What linked everyone together was their love of the movie and tv industry and networking. People networked for everything- agents, scripts, connections, introductions, cyber sex and in a number of cases, real sex. And, there was even a real world meet up at an LA bar where everyone could actually meet the people they’ve known only through a bemusing screen name. They’d chat about work, and network. It was quite the hot spot. We affectionately referred to ourselves as “the dorks”.
In the end, it was destroyed by the elements that destroy most communities- a deadly combination of outside forces and inside acrimony. Whilst the members of our little community devolved into clique fighting and petty arguments, the little virtual bar we called the Cafe was under assault by the corporation that was AOL. The area that we inhabited was to be discontinued. (The chat room was part of the Hollywood Online area, and it was dismantled when AOL acquired Moviefone.) For awhile we moved into a private chat, but the member limit was too low, and only allowed 30 members at a time, when it wasn’t uncommon for a daily chat to flow to over 50 and the active members on “the dork list” numbered easily over 100. Plus, being a private chat meant that new members couldn’t join unless they were invited and sent a link to the chat by an existing member. So, new blood was cut off. All in all, a deadly combination that doomed the Hollywood Cafe to the dustbin as a place of legendary social interactive networking on the web years before anyone had thought to call it that.

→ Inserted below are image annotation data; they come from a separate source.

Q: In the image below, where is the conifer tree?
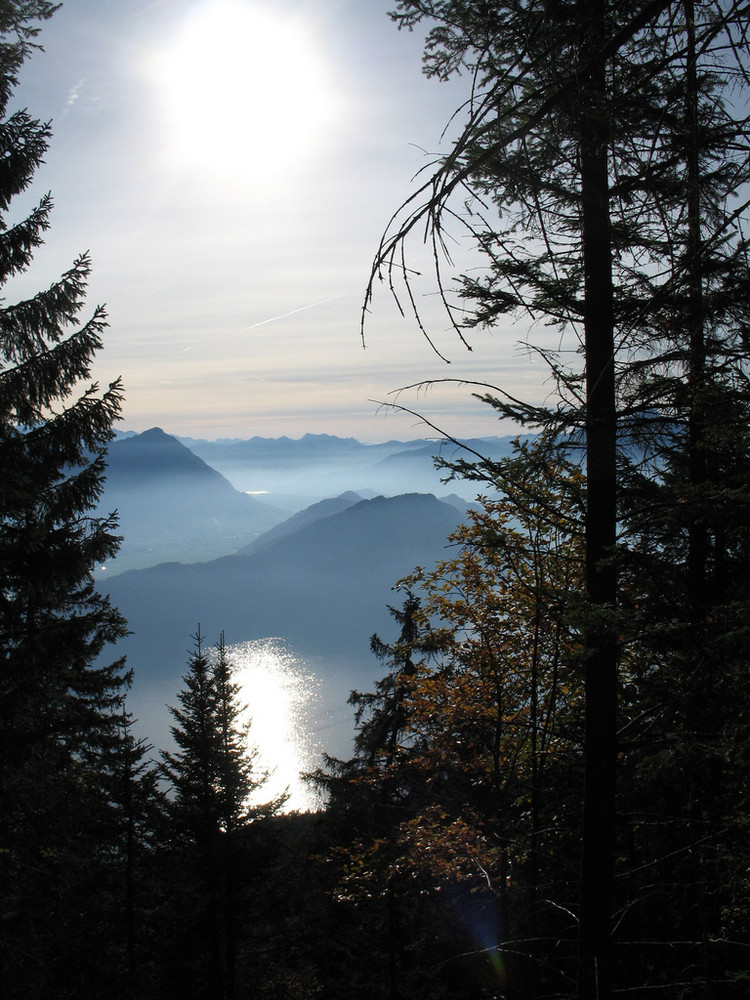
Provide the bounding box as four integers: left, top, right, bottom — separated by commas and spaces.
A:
0, 0, 126, 998
368, 0, 750, 998
162, 628, 285, 1000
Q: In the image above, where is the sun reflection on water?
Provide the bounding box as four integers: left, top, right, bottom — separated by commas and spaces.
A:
227, 639, 321, 812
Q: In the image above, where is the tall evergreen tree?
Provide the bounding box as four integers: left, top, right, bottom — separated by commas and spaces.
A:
162, 628, 284, 1000
373, 0, 750, 998
0, 0, 126, 998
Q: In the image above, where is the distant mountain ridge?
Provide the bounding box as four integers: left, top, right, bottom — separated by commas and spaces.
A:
98, 427, 286, 572
175, 434, 515, 500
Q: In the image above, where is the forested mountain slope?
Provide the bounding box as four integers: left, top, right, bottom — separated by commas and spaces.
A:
99, 427, 286, 574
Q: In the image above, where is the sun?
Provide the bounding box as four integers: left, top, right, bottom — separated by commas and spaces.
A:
156, 0, 335, 181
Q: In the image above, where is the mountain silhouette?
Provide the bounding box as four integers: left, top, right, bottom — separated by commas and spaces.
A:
103, 494, 461, 683
98, 427, 285, 574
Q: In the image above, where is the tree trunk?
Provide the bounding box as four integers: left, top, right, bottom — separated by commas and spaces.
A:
578, 0, 617, 1000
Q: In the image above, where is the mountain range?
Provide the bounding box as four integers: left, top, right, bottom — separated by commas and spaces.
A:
98, 428, 510, 749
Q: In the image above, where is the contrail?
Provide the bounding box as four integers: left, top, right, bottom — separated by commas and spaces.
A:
242, 292, 344, 333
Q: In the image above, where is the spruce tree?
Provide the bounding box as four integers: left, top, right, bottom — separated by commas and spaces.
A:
162, 628, 284, 1000
0, 0, 131, 997
368, 0, 750, 998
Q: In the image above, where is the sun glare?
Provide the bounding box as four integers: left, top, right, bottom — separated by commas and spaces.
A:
156, 0, 333, 180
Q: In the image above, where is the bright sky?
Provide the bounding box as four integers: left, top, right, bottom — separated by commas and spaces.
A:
8, 0, 540, 441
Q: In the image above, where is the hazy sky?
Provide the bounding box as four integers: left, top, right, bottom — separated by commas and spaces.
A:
6, 0, 540, 441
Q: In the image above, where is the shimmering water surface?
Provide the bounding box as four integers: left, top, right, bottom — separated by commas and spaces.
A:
227, 639, 325, 810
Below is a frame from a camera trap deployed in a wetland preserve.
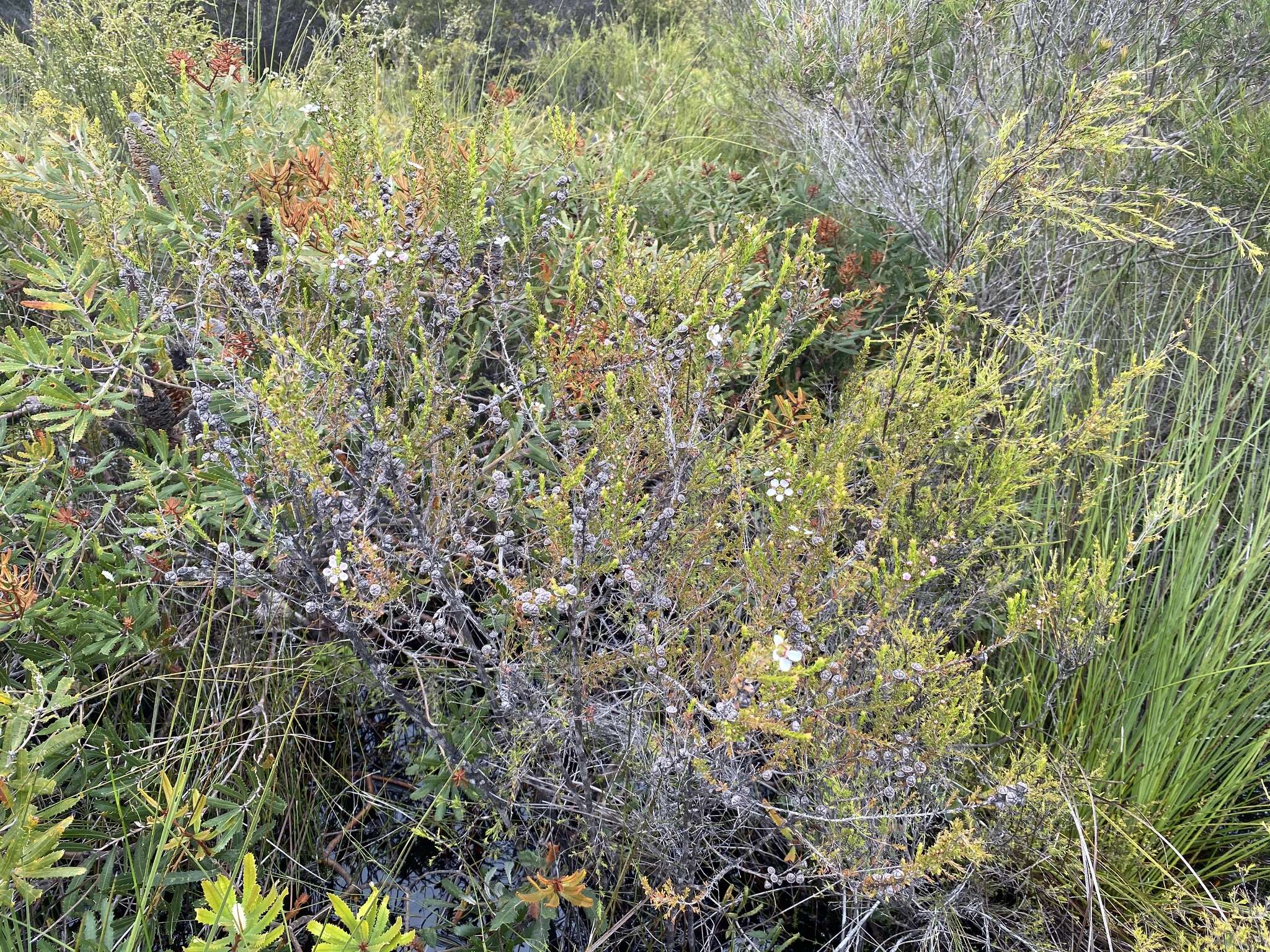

It’s the great example of how AOL pretty much killed itself by eliminating one of the most popular features for a good number of users. They could not see the value in a community of people all congregating in large groups, at the same time, nearly every single night of the week, but especially on weekends and during big industry nights (the Oscar night chats were incredible, especially when it wasn’t uncommon for someone we knew to be there.). It would take another ten years before corporations like AOL would see the value (on their terms, which means collecting information on users) of social networking at its best.
Today, much of the social networking applications are weak substitutes for the intensity that was a good AOL chat room. From sex talk to philosophy, it was all there. But, more importantly, relationships were built and nurtured and destroyed and rebuilt and abandoned and kindled and ignored, new friends found, enemies were made, just like the real world.
The lesson is that in order to foster a strong social community, the sense of place – even a virtual one- has to be solidly established. It’s essential. Not just a location on the web, not just a web page with all of your likes and information on it. Facebook and Twitter are both lively and interesting communities, but that sense of place and of intimacy is not there yet. Information about what you are doing and thinking moves back and forth, but that sense of place isn’t. Even a virtual Cheers is better than the emptiness of open cyberspace. It’s about the people in the space, it’s about the ability to mimic what we do in person- congregate in groups together and talk and hook up. Simply knowing what someone is thinking or doing at any given moment isn’t enough. You have to be able to take it to the next level, to connect on an intimate level and make a friend or an enemy.
Otherwise, it’s all just chit chat, an endless loop of nothing. Like 24 hour all country radio on Sirius or XM satellite. No signposts in the road. Just fence post after fence post after fence post.